My own bouts with surgeries at the University of Pittsburgh Medical Center this past winter highlight the benefits of focusing on inpatient diabetes management. Not only did I demand a consult with my endocrinologist and her staff to develop and implement a treatment plan for my hospital stay, I requested intravenous insulin infusions during surgery and in the recovery room and intensive care unit. The growing evidence supporting the value of infusions is overwhelming.
It is sometimes easy, however, to overlook another effective tool for in-hospital diabetes management— the patient. Undoubtedly, the most helpful step for me was continuing to manage my own insulin pump therapy while in the hospital. Clearly, every patient demonstrating proficiency, whether using a pump or multiple insulin injections, should be encouraged to continue self-management on the nursing floor. For me, this alleviated the anxieties often felt by patients when their diabetes management routines have been disrupted. And the results were phenomenal. My blood glucose stayed within normal ranges almost the entire time! With the help and oversight of my consulting endocrinologist and certified diabetes educators, self-management presented few difficulties for me and relieved the surgical staff of this additional responsibility. Many of the nurses and other hospital staff were actually curious to learn more about insulin therapy and, particularly, pump therapy.
I kept my own glucose monitor and a supply of strips with me, as well as replacement batteries and other pump supplies. While staff would routinely check my blood glucose levels, the timing was somewhat irregular and did not always correlate with meals. I carefully recorded monitor readings, food intake, and insulin dosing to review with my consulting diabetes specialists.

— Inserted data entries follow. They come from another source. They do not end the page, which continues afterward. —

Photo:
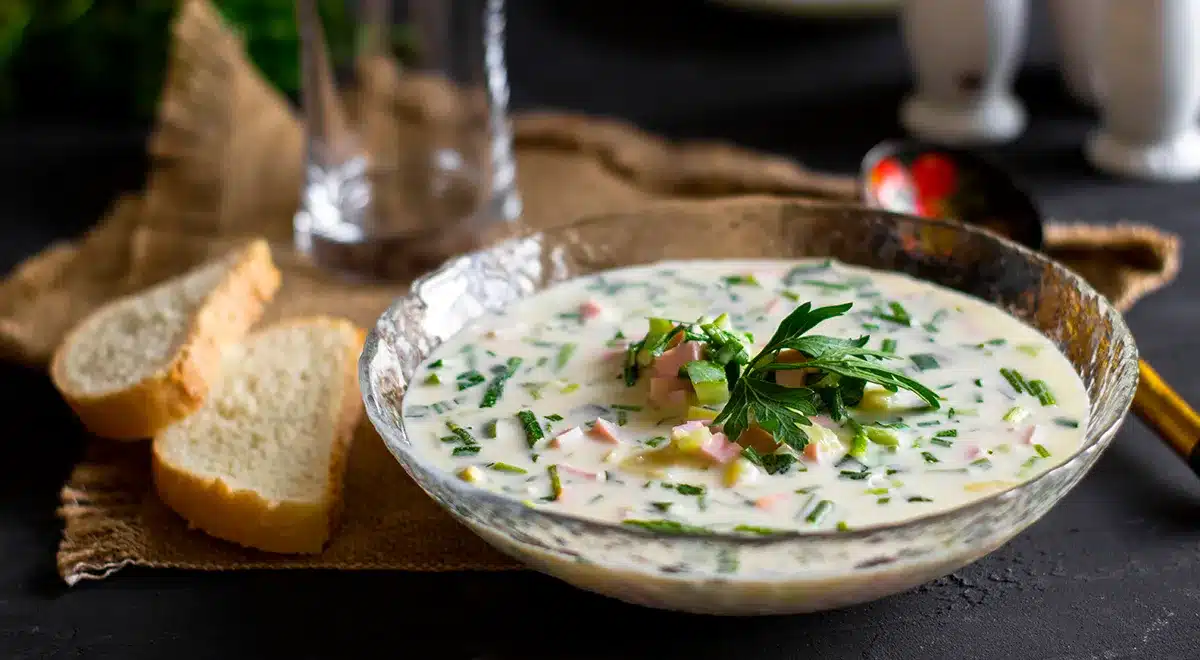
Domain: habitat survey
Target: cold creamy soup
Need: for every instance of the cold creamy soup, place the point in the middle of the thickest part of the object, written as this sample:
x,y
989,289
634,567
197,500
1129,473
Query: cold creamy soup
x,y
747,396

I also maintained a cache of glucose tablets and fruit juice to treat inevitable lows. Although these were available on the hospital floor, I was concerned about getting the immediate attention of the nursing staff during a sudden hypoglycemic episode. Nevertheless, I reported every incident and the actions taken for entry into my medical records.
In addition, I reminded every hospital staff member about my diabetes and my treatment plan, and I always had a family member available to do this when I was unable to speak for myself. While this information was contained in my chart, it is unreasonable to expect that everyone remembers every detail all the time. These approaches kept my diabetes in the forefront and dramatically enhanced each hospitalization.
This letter may seem “far out,” but in my experience and that of some of my colleagues, with select patients, usually type 1’s, patient self-management (with physician oversight) yields better glycemic results (and less patient and physician anxiety) than if insulin dosing is left to the vagaries of the busy floor staff. Getting the hospital administration to allow this is often the biggest challenge.